Il est difficile, et vain, de résumer un récit qui fourmille de personnages, d’intrigues et où l’essentiel ne se dévoile que petit à petit, au détour de sympathiques scènes de genre (fête d’entreprise, pique-nique…). Disons que ce récit s’articule, en grande partie mais pas uniquement, autour du passé qui resurgit. Mais cet aspect traumatique, assez commun dans le cinéma d’auteur français, est contrebalancé par des trouées solaires à la Renoir où rivières et forêts sont superbement filmées. Au sein d’un ensemble naturaliste qui ne manque pas de justesse, c’est progressivement, avec un sens de la pudeur mais aussi du réalisme concret (le jeu autour de la bague) purement cinématographiques, qu’affleure la dimension mélodramatique qui culmine dans une confrontation rappelant l’amour maladif chez Jean Grémillon. A commencer par Mireille Roussel et Pascal Cervo, les acteurs sont tous très bons. Ainsi, quoiqu’il s’inscrive clairement dans une filiation cinéphilique française, ce premier long-métrage de Laurent Achard, remarquablement abouti, donne une impression de singularité grâce à la maîtrise de la mise en scène qui sous-tend un regard dénué de diabolisation comme de complaisance; inceste et racisme sont pourtant des thèmes abordés ici, qui auraient pu donner lieu à un film infiniment plus lourd.

L’oiseau de Paradis (Delmer Daves, 1951)

Visitant un ami d’université sur son île du Pacifique sud, un jeune homme tombe amoureux de la soeur de ce dernier.

Nouvelle adaptation de la pièce déjà filmée par King Vidor en 1932. Malgré que le sujet de la différence entre les cultures ait pu inspirer Delmer Daves dans ses westerns, il est ici traité avec un respect pour l’altérité qui sombre dans le relativisme (manque de recul critique par rapport à la pratique du sacrifice humain). L’histoire d’amour est peu crédible, manquant de la sensualité que Delmer Daves a pu insuffler à ses meilleurs films. Mais les images en Technicolor sont jolies, quoique plus sombres que ce à quoi on pourrait s’attendre, et l’éruption volcanique finale est spectaculaire.

Etat second (Fearless, Peter Weir, 1993)

Un survivant d’un crash aérien qui se pense invulnérable noue une relation avec la mère d’un enfant mort dans l’accident.

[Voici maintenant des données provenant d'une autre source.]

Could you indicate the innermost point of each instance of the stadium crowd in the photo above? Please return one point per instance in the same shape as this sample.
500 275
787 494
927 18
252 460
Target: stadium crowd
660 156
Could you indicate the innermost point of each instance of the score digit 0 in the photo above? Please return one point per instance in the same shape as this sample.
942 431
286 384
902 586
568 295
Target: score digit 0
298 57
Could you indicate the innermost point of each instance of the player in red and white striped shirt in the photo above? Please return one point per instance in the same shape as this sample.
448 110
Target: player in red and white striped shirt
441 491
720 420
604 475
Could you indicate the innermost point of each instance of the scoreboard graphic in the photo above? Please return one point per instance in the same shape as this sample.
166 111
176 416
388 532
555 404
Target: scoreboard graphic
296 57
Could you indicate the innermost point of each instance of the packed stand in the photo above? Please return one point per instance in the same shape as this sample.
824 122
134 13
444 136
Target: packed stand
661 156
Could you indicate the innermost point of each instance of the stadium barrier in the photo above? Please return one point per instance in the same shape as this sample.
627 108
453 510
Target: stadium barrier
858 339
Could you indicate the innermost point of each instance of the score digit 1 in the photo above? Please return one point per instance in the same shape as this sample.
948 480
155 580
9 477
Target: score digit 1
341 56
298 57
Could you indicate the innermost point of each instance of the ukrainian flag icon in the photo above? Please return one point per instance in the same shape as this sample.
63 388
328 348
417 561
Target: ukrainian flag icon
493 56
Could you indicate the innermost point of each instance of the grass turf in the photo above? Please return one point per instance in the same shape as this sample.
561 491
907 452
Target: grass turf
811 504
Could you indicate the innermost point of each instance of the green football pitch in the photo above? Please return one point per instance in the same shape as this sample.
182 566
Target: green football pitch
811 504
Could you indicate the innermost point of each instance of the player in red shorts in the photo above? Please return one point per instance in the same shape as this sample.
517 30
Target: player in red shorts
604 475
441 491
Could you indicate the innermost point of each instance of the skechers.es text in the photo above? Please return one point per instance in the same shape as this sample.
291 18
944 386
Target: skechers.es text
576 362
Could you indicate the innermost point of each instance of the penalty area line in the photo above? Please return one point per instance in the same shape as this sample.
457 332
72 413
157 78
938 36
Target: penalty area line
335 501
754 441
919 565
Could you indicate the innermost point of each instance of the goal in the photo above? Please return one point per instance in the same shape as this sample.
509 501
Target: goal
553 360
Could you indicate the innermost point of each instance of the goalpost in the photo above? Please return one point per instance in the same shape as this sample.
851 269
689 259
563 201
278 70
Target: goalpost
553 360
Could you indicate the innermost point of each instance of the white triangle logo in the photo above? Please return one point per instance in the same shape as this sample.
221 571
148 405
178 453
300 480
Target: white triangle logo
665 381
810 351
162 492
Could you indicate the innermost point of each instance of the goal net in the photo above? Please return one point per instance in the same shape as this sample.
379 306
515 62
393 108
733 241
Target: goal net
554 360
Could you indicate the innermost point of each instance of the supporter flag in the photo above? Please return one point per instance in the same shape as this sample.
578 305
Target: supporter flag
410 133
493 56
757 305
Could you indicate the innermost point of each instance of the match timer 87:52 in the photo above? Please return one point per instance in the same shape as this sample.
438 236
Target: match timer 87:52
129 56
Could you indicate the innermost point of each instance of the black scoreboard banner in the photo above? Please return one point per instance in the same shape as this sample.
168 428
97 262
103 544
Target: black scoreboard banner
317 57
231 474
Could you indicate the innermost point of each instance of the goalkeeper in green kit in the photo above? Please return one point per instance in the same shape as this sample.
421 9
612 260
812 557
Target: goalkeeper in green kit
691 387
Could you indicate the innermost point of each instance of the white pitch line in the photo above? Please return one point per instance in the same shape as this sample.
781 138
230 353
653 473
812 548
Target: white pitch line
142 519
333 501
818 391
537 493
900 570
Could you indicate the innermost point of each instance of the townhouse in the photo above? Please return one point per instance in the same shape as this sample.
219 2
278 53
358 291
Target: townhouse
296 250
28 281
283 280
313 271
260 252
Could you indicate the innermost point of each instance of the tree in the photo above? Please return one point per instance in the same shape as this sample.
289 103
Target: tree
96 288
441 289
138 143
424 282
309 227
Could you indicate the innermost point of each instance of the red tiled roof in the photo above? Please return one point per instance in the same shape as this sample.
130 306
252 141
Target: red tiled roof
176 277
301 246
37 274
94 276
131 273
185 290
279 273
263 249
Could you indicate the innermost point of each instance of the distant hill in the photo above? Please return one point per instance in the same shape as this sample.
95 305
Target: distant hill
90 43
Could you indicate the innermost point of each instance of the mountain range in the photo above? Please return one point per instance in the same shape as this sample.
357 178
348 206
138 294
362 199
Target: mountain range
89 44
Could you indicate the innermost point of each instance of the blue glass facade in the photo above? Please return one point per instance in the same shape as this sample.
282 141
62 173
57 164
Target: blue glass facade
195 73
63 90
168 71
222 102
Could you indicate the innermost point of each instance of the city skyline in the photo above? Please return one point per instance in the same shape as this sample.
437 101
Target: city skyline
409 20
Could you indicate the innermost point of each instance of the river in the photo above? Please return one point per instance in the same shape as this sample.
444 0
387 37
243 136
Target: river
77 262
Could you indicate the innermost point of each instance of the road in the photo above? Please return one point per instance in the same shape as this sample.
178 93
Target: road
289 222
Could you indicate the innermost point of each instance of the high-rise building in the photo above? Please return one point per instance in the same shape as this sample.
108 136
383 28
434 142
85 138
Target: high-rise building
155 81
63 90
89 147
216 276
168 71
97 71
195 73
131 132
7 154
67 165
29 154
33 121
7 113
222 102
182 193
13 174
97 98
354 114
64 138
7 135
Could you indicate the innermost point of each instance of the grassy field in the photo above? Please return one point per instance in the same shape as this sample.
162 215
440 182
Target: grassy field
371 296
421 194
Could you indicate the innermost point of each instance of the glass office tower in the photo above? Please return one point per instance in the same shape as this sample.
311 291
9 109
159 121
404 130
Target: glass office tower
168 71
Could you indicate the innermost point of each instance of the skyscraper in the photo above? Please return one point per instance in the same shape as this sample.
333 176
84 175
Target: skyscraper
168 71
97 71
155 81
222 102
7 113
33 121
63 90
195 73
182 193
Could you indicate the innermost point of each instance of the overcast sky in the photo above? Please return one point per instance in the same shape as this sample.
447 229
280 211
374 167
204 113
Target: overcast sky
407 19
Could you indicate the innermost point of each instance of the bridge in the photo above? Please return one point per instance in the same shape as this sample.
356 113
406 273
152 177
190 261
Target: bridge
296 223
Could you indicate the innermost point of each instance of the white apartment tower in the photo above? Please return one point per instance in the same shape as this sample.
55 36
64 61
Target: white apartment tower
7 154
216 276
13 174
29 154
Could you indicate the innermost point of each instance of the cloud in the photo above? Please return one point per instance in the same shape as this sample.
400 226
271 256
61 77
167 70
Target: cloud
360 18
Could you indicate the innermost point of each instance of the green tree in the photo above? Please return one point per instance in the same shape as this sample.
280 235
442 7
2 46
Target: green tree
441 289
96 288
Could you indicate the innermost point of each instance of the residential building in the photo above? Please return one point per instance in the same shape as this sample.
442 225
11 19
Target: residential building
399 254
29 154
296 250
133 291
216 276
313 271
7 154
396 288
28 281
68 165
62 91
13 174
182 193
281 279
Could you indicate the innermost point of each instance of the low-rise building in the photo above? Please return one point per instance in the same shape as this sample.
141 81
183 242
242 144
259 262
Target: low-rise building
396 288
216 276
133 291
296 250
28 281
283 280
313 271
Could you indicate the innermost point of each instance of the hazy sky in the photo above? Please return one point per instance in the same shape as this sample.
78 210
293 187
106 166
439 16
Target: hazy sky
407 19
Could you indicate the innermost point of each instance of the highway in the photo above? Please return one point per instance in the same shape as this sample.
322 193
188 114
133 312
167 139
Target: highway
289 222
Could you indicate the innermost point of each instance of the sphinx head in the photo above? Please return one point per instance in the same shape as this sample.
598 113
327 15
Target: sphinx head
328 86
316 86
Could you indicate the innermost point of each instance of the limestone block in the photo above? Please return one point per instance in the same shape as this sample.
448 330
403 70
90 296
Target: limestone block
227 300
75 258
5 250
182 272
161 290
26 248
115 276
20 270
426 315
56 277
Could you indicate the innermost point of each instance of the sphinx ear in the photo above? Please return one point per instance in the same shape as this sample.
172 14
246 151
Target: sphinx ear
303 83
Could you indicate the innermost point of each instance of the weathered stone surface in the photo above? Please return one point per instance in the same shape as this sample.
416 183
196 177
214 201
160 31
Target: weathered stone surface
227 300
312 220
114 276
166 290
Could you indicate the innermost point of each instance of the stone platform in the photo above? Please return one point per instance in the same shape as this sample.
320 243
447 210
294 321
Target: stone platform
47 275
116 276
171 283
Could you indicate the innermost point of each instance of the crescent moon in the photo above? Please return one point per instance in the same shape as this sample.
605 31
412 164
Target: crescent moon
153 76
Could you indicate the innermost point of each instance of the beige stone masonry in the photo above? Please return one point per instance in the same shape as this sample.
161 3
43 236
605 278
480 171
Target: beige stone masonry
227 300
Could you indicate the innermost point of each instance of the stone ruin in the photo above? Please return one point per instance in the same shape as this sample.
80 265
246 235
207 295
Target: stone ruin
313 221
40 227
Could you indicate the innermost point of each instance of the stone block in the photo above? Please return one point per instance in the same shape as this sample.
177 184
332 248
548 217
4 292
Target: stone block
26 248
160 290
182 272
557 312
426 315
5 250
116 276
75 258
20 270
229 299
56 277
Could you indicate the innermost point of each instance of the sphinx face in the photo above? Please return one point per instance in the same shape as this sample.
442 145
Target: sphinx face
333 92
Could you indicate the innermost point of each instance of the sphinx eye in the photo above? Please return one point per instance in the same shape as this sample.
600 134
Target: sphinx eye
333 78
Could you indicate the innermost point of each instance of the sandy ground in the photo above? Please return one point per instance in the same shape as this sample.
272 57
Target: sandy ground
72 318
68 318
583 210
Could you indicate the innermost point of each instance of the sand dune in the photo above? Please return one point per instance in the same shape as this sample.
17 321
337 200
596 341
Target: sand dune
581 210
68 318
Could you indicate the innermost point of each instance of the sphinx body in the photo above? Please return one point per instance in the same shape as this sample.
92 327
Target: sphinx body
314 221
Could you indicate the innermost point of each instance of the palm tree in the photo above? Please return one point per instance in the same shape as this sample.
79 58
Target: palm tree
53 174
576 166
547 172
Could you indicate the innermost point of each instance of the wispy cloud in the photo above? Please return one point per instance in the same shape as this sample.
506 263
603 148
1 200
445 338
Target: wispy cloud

Sans doute le plus subtil et le plus émouvant des récits de quête spirituelle chers à Peter Weir. Original et désarçonnant mais fondamentalement cohérent et riche d’accents dostoïevskiens, il retrace un retour à l’humanité du héros via la prise de conscience de sa propre vulnérabilité et du besoin de son entourage. L’assouvissement cosmique se fait finalement grâce à l’intimité du foyer et c’est bouleversant. Avec tact et soutenu par des acteurs excellents (Jeff Bridges bien sûr mais aussi la craquante Rosie Perez), Peter Weir évoque la perte, le deuil, la compassion, l’héroïsme. L’impossibilité du deuil est notamment figurée à travers un des plus beaux ralentis de l’histoire du cinéma (un des plus discrets aussi). Cette retenue toute classique n’empêche pas le cinéaste, notamment dans les flash-backs, de cueillir le spectateur avec un lyrisme mystique qui, basé sur les cordes de Maurice Jarre, la sublime lumière d’Allen Daviau (chef opérateur de Spielberg et ça se voit) et un montage brillant, emporte le morceau malgré un côté très casse-gueule sur le papier. Etat second est le cas rare d’un titre méconnu qui est aussi le chef d’oeuvre de son auteur.